A pressure welding device for connecting a pressure welding connector to the electric wire group,
Provided close to the crimping device and operate independently
A wire cutting blade, a connector supply device that supplies a pressure contact connector to the pressure contact die, and a wire group that is disposed so as to be capable of reciprocating along the wire transfer passage and that is connected to the pressure contact connector and has a predetermined length. A movable chuck that moves along the electric wire transfer path is provided, and two types of electric handles having different configurations are provided.

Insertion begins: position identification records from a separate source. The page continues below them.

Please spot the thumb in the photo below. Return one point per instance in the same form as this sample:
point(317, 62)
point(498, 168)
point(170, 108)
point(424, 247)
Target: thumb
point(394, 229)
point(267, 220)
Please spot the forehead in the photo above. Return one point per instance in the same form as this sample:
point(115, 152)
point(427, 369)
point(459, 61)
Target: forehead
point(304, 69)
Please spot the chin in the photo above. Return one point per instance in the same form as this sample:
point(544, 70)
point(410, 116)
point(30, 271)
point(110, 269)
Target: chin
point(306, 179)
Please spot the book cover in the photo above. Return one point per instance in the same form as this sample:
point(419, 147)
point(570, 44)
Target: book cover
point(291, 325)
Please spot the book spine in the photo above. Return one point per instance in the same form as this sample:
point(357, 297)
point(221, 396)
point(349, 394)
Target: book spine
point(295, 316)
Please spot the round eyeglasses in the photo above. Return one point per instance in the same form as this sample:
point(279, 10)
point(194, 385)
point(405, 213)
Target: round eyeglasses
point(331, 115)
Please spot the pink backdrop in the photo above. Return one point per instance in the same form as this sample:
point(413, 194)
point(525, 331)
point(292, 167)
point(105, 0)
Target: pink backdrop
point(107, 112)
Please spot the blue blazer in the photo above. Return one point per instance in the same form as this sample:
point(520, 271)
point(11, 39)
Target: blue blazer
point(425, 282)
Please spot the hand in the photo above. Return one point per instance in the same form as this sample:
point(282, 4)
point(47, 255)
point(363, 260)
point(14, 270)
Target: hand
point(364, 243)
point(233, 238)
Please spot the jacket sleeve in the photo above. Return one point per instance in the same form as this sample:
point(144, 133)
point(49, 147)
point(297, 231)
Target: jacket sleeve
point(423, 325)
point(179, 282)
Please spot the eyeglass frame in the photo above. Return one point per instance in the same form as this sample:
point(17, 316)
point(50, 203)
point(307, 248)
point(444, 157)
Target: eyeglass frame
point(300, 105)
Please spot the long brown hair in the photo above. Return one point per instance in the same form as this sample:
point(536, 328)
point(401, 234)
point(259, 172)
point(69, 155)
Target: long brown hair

An automatic pressure welding machine capable of manufacturing a furnace , wherein the wire cutting blade is disposed between the first pressure welding punch and the pressure welding die and the second pressure welding punch and the pressure welding die of the pressure welding device. Of the pressure contact punch and the pressure contact die are arranged upside down with respect to the second pressure contact punch and the pressure contact die, and a connector for supplying a pressure contact connector to the second pressure contact die is provided.
Supplied to the chute of the feeder through the chute
Invert the press contact connector by 180 degrees and move the third press contact
A rotation assist chute configured to feed
An automatic crimping machine characterized by being installed.